Time Out is Not What You Think

May 29, 2010 by seolink  
Filed under misc

Time out is one of the best, but least understood anger management tools for kids

Instead of an anger management tool, time out is viewed by most as a punishment for acting out. However, when you really stop and think about it the real purpose behind it is to help a child learn how to have better control over his or her emotions and behavior.

The trouble with using time out as punishment is the message they get is “If I act out I get into trouble”.  You might be asking, “well, isn’t that the point?”, The problem is that no one likes punishment and they come to resent and fight it. Chances are you are reading this article because time out hasn’t been a very effective anger management technique for their kids. Matter of fact you may find that using anger management as a punishment actually makes your kids act out more. Why is this? There are three reasons :  1) kids are learning that they can get mom and dads attention by acting out; 2) they come to see time out as punishment which makes them even more mad and 3) it doesn’t give them a sense of empowerment over themselves which is what we are really aiming for here.

What I suggest is telling your kids that time out is not meant as punishment, but instead as a way for them to learn how to calm down and have control over their emotions. With younger kids its especially effective if you frame it as learning how to act like the “big boys and girls” because younger kids really want to be like big kids. Its important to calmly and evenly keep repeating to them that you want to listen to what they have to say but that you can’t do that when they are screaming and fussing. And after they have calmed down spend a minute or two talking to them about what upset them in the first place. This doesn’t mean caving in to them, it means allowing them to have their say and that, even if you don’t agree with them, you will treat them with respect if they talk rather than act out in anger.
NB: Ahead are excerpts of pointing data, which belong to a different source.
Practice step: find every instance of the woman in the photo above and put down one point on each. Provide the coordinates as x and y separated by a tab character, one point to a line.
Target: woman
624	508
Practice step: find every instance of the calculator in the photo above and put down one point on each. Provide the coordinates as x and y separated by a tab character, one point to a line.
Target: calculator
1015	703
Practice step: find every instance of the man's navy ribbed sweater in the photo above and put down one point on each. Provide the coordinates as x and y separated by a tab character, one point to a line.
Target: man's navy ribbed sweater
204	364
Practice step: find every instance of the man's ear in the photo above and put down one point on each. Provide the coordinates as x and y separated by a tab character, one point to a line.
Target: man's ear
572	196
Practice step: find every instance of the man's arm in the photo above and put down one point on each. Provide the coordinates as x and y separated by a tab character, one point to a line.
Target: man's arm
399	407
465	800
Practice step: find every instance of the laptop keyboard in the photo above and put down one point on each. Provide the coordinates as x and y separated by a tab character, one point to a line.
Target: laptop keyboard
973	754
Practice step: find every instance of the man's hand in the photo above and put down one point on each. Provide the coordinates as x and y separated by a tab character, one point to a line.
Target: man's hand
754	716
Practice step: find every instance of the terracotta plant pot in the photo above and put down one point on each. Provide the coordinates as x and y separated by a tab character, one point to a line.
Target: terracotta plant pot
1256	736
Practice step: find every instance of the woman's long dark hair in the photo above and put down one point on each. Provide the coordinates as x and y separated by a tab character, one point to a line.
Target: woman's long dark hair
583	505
After a little bit of practice you will find that when your child starts to seem restless or on the verge of getting angry you may find that they will voluntarily use this anger management skill and go into time out if you simply ask them if they need some time to relax. After awhile longer you will find your children spontaneously taking time outs on their own (hard to believe I know, but try it – it works!).

Think about what a difference this  anger management approach would have made for you if you taught this when you were so young. It would have become as second nature to you as using a knife and fork. Time out, when used the right way, can be an extremely effective anger management technique. What kind of difference would this have made for you when you were growing up? It would have made recognizing and managing your feelings as second nature as walking to you. Using time out the right way ia an extremely effective anger management technique.